A First Step for the Fed

Announcing yesterday the end of its strategy of massive purchases of Treasury bonds and mortgage-backed securities, the American Federal Reserve has made the first step toward the normalization of its monetary policy. The road will be long.

This program of “quantitative easing” (QE), in its third phase since the financial crisis of 2008, has injected hundreds of billions of dollars into the U.S. economy. Particularly, in buying these bonds and securities, the Fed has lowered interest rates in hopes of encouraging investment.

As soon as the first phase launched in the autumn of 2008, QE had been much debated. After all, it consisted of “printing” money in order to stimulate the economy, a blatant violation of the rules followed by the central banks until that point. Today, the majority of economists estimate that the three phases of the program have contributed to the boost seen by our neighbors to the south. The Canadian economy has benefited from it, as well.

The decision announced yesterday by the American central bank is in itself good news. It shows that, according to the Fed’s leaders, the economic situation in the United States is continuing to improve. The press release emphasizes, among other things, the “solid gains” recorded in employment.

The stock markets have reacted soberly to the news, a calm that settles with the brutal fall provoked by the first sign of a decrease in purchases last year. Since then, the Fed has thoroughly prepared the terrain, and the landing was made softly. But the hardest work remains to be done.

The long-term interest rates remain abnormally low in the United States, Canada and elsewhere in the world. This has some positive effects for borrowers (namely governments), but it hurts retirement plans and people whose savings are entrusted in guaranteed investments rather than in the stock market. The Fed will begin, probably over the course of the next year, to raise the cost of loans once again.
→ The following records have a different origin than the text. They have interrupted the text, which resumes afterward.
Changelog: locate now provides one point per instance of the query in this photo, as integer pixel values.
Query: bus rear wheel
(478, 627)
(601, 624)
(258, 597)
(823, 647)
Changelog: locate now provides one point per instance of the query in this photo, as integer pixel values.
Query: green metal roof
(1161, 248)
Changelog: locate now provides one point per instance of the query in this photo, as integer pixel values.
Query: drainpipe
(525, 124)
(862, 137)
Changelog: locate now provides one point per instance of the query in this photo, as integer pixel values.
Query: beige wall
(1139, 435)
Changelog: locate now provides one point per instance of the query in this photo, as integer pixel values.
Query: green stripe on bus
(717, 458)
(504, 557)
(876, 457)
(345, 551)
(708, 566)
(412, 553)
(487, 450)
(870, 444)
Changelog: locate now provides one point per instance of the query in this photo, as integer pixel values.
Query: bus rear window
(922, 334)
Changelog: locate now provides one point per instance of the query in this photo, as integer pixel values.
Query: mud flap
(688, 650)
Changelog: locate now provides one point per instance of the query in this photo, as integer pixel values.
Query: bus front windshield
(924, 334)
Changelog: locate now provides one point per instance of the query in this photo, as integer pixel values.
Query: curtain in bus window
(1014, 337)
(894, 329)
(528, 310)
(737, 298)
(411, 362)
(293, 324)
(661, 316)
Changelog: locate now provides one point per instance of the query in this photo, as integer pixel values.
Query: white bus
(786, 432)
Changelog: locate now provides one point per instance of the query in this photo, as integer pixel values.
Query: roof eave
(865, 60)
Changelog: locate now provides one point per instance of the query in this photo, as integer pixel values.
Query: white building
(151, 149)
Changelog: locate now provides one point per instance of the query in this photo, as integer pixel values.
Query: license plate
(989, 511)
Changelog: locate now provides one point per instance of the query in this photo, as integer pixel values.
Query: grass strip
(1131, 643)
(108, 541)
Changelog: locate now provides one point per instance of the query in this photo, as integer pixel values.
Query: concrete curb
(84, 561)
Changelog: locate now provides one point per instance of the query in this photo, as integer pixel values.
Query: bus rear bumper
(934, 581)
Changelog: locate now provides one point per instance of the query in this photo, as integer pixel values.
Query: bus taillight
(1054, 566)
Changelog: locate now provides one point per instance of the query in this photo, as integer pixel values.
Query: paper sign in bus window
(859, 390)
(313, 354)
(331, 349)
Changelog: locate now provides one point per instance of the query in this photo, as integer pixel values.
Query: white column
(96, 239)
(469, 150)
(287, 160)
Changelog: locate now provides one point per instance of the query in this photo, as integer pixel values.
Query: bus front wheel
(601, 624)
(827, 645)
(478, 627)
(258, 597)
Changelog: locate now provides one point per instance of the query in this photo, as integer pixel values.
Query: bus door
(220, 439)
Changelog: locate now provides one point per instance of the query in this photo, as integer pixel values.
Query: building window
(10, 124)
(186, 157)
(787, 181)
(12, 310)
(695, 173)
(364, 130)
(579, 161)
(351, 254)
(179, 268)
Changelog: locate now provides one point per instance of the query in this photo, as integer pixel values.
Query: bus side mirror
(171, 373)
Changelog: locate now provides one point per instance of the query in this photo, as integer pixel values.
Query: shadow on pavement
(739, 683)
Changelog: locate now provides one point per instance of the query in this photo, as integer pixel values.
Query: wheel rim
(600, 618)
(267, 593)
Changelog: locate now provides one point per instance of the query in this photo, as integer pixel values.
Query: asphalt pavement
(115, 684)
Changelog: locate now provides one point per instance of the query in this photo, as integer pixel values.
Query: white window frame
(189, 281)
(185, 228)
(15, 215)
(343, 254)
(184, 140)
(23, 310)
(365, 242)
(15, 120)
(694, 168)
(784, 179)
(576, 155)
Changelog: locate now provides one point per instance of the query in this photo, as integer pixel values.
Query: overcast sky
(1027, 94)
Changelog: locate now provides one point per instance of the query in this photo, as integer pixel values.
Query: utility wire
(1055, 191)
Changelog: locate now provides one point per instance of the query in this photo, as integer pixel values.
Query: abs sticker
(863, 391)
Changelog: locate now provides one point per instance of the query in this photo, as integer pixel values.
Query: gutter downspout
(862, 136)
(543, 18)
In a troubling international situation – stagnation in Europe and weakness in China and other emerging countries – will the American economy be strong enough to withstand this increase?

Another challenge for the Federal Reserve: in buying all of its bonds and securities, it has accumulated in its coffers $4.5 trillion in assets, five times more than what it held before the crisis. One day or another, it will have to recover its money. Again, the maneuver will be tricky. In launching QE in 2008, the Fed entered into uncharted territory. This week, in starting the slow return to a conventional monetary policy, it continues to navigate an unexplored sea.